We know with dietary perturbations,
quite often you'll see a really rapid change to the gut microbiome and then this it's almost like a memory where it snaps back to this something that's very similar to the original state even though the diet remains different and so there's this incredible what we refer to as resilience of the gut microbiome and and resistance to change or at least resistance to establishing a new stable state
So that doesn't mean it's hopeless to change an unhealthy microbiome to a healthy microbiome, but it does mean that we need to think carefully about restructuring these communities in ways where we can achieve a new stable state that will resist the microbial community getting pulled back to that original state.
And one of the kind of simplest and nicest examples of this is an experiment that we performed with mice, where we're feeding mice a normal mouse diet, a lot of nutrients there for the gut microbiota, things like dietary fiber.
And we switched those mice, half the mice, to a low fiber diet.

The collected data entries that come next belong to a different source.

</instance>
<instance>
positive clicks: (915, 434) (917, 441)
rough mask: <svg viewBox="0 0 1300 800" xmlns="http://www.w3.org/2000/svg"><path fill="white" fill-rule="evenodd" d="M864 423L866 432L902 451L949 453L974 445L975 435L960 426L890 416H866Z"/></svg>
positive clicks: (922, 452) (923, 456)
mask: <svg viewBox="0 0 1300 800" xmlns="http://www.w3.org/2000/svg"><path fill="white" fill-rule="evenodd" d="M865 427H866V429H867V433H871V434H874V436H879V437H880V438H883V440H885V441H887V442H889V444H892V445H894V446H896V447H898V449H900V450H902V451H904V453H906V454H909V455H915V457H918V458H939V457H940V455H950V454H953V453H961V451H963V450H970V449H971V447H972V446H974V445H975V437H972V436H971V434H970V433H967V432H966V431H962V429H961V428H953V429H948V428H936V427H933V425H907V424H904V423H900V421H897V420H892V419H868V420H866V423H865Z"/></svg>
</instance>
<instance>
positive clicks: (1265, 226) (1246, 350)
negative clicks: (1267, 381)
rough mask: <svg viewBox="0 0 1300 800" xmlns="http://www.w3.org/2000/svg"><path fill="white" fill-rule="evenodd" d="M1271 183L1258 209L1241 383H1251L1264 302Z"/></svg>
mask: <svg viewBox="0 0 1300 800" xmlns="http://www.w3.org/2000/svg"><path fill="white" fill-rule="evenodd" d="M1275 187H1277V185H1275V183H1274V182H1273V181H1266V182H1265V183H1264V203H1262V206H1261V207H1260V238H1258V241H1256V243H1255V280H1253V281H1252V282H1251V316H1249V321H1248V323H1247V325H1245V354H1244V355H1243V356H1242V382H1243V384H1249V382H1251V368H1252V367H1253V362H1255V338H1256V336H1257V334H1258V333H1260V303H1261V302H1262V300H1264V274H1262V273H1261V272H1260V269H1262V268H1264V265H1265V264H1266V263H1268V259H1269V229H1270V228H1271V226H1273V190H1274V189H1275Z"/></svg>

And we were basically asking the question that, you know, if you switch to kind of a Western-like diet, a low fiber, higher fat diet, what happens to the gut microbiota?
And we saw the microbiota change, it lost diversity.
It was very similar to what we see in the difference between industrialized and traditional populations.
But when we brought back a healthy diet, a lot of the microbes returned, you know, it was fairly, you know, there was this kind of memory where it went back to very similar to its original state.
The difference is that when we put the mice on the low fiber, high fat diet, and then kept them on that for multiple generations, we saw this progressive deterioration over the course of generations where by the fourth generation, the gut microbiome was a fraction of what it originally was.
Let's say 30% of the species only remained something like 70% of the species had gone extinct or appeared to have gone extinct.
we then put those mice back onto a high fiber diet and we didn't see recovery.